Quando: terça-feira, 28, e quarta-feira, 29, das 9h às 18 horas
Onde: transmissão em Museu da Imagem e do Som do Ceará - MIS Ceará no YouTube

Laboratório dos Sentidos

Está em exposição no casarão do MIS a mostra “Laboratório dos Sentidos”, idealizada por André Scarlazzari. A exposição interativa oferece diversos equipamentos para que os visitantes manipulem e experimentem conceitos ligados à imagem e ao som, proporcionando uma experiência lúdica sobre os sentidos.

Quando: terça a quinta: das 10h às 18 horas, com acesso às exposições até 17h30min; sexta a domingo, das 13h às 20 horas, com acesso às exposições até 19h30min
Onde: Casarão do MIS (Av. Barão de Studart, 410 - Meireles)
Gratuito

Biblioteca

Com acervo diverso, a biblioteca do MIS está disponível para visitação do público. Por enquanto, ainda não é possível pegar obras emprestadas, apenas realizar consultas no local. Não é necessário fazer agendamento prévio para ter acesso ao catálogo. Livros de arte, fotografia, música, dança e livros de ficção (incluindo “Harry Potter”, por exemplo) compõem o acervo. O ambiente conta também com computadores.
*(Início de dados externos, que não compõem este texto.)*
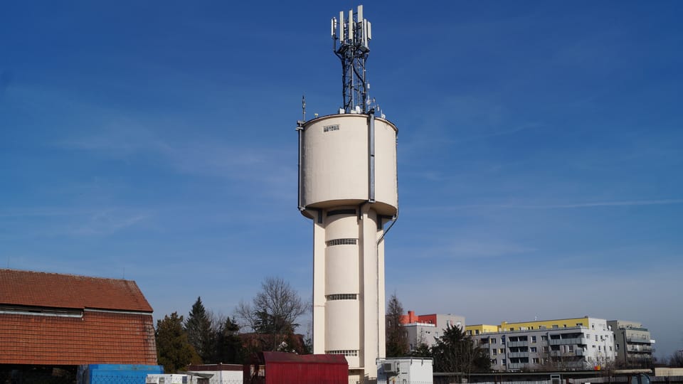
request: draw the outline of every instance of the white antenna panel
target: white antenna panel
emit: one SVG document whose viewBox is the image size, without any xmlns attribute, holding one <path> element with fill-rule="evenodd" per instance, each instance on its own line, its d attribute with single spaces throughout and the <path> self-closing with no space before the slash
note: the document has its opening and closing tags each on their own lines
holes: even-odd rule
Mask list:
<svg viewBox="0 0 683 384">
<path fill-rule="evenodd" d="M 339 12 L 339 43 L 344 43 L 344 11 Z"/>
<path fill-rule="evenodd" d="M 349 10 L 349 41 L 354 41 L 354 10 Z"/>
</svg>

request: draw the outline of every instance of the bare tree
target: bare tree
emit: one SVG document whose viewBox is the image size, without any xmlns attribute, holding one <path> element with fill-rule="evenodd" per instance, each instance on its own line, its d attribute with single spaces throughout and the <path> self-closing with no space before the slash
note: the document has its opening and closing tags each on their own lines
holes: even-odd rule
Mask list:
<svg viewBox="0 0 683 384">
<path fill-rule="evenodd" d="M 394 292 L 386 308 L 386 357 L 405 356 L 408 352 L 408 336 L 401 324 L 403 306 Z"/>
<path fill-rule="evenodd" d="M 235 314 L 242 326 L 269 336 L 263 338 L 264 349 L 276 349 L 293 335 L 299 325 L 297 319 L 308 309 L 308 304 L 290 283 L 279 277 L 267 277 L 251 302 L 240 302 Z M 272 345 L 265 345 L 266 341 Z"/>
</svg>

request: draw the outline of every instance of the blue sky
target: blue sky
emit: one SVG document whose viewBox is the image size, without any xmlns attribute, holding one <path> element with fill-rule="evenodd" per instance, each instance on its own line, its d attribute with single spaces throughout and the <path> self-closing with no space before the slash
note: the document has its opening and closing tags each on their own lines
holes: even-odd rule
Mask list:
<svg viewBox="0 0 683 384">
<path fill-rule="evenodd" d="M 135 280 L 155 316 L 310 295 L 301 96 L 356 4 L 4 3 L 0 265 Z M 386 289 L 468 324 L 589 315 L 683 349 L 679 1 L 369 1 L 399 128 Z"/>
</svg>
Quando: terça a sexta, das 13h às 18 horas
Onde: Prédio anexo do MIS (Av. Barão de Studart, 410 - Meireles)
Gratuito

Passeio Noturno

O MIS exibe a exposição audiovisual “Passeio noturno: uma visão retrospectiva sobre Distruktur”, dos artistas Melissa Dullius e Gustavo Jahn. A mostra reúne fotografias, filmes sonoros e silenciosos e textos produzidos por Melissa e Gustavo. Os filmes “El Meraya” (2018), “Triangulum” (2008) e "Don't look back/Labirinto” (2012), “Cat Effekt” (2011), “A Máquina do Tempo”(2014) e “No coração do viajante” (2013), serão exibidos de forma contínua e em loop.

Quando: terça-feira a quinta-feira, das 10 horas às 18 horas, e sexta-feira a domingo, das 13 horas às 20 horas; em exibição até 24 de maio
Onde: 2º andar do MIS (avenida Barão de Studart, 410 - Meireles)

Exposição Imersiva

Produzida pela Bugaboo Studio, a instalação imersiva “O meio que risca a pedra” está disponível para visitação. A mostra é composta por projeções de registros em foto e vídeo de mergulhadores no Parque Estadual Marinho da Pedra da Risca do Meio, localizado a dez milhas náuticas do Porto do Mucuripe, em Fortaleza. A exposição propõe narrativa que imagina a visita de uma espécie alienígena à Terra. Quando é detectada inteligência no fundo do mar, o visitante deixa o “espaço” e “mergulha no oceano”.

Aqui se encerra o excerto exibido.